Suppose to have a set of data $\{y_i, u_i\}_{i=1}^m$, where $y_i \in \mathbb{R}$ and $u_i \in \mathbb{R}^n$.
The claim is that
$$y_i = u_i^\top \theta + \varepsilon$$ where $\theta \in \mathbb{R}^n$ is a vector of unknown parameters and $\varepsilon$ is some kind of zero-average noise (e.g. Gaussian noise).
If I build the followings:
$$Y = \left[\begin{array}{c}y_1\\y_2\\\vdots\\y_m\end{array}\right], U = \left[\begin{array}{c}u_1^\top\\u_2^\top\\\vdots\\u_m^\top\end{array}\right], $$
then I can find a least squares estimation of $\theta$:
$$\hat\theta = (U^\top U)^{-1}U^\top Y.$$
Anyway, suppose that $n$ and $m$ are very huge. Then solving the previous problem numerically is very hard due to memory consumption.
My question is: is there some iterative methods such that I can find $\hat\theta$ iteratively in order to save memory?

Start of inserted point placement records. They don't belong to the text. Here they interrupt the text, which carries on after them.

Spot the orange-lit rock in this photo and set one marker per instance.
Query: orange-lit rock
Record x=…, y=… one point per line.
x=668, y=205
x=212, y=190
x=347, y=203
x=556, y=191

I hope that there exists some schema like the following:
$$\begin{align} \hat\theta_1 & = f(y_1, u_1)\\ \hat\theta_2 & = g(\theta_1, y_2, u_2) \\ \hat\theta_3 & = g(\theta_2, y_3, u_3) \\ \vdots\\ \hat\theta_m & = g(\theta_{m-1}, y_m, u_m) = \hat\theta = (U^\top U)^{-1}U^\top Y.\\ \end{align}$$
Yes, you can apply gradient descent techniques to optimize the square loss :
$$L(\theta) = \sum_i (y_i - u_i^T\theta)^2$$
Compute the gradient $\nabla_\theta L$ and apply the gradient descent method of your choice.
The basic scheme is given by the recursion
$$\theta_{n+1} = \theta_{n} - \sigma \nabla_{\theta_n} L$$
For some stepsize $\sigma$ which should be adjusted. However this is clunky, and second order methods should be prefered, for example Newton's method, or LBFGS if you have a large number of variables and memory is a bottleneck, which seems to be the case.
You could also apply stochastic gradient descent or some variant (ADAGRAD, ADADELTA). There is extensive literature on the subject.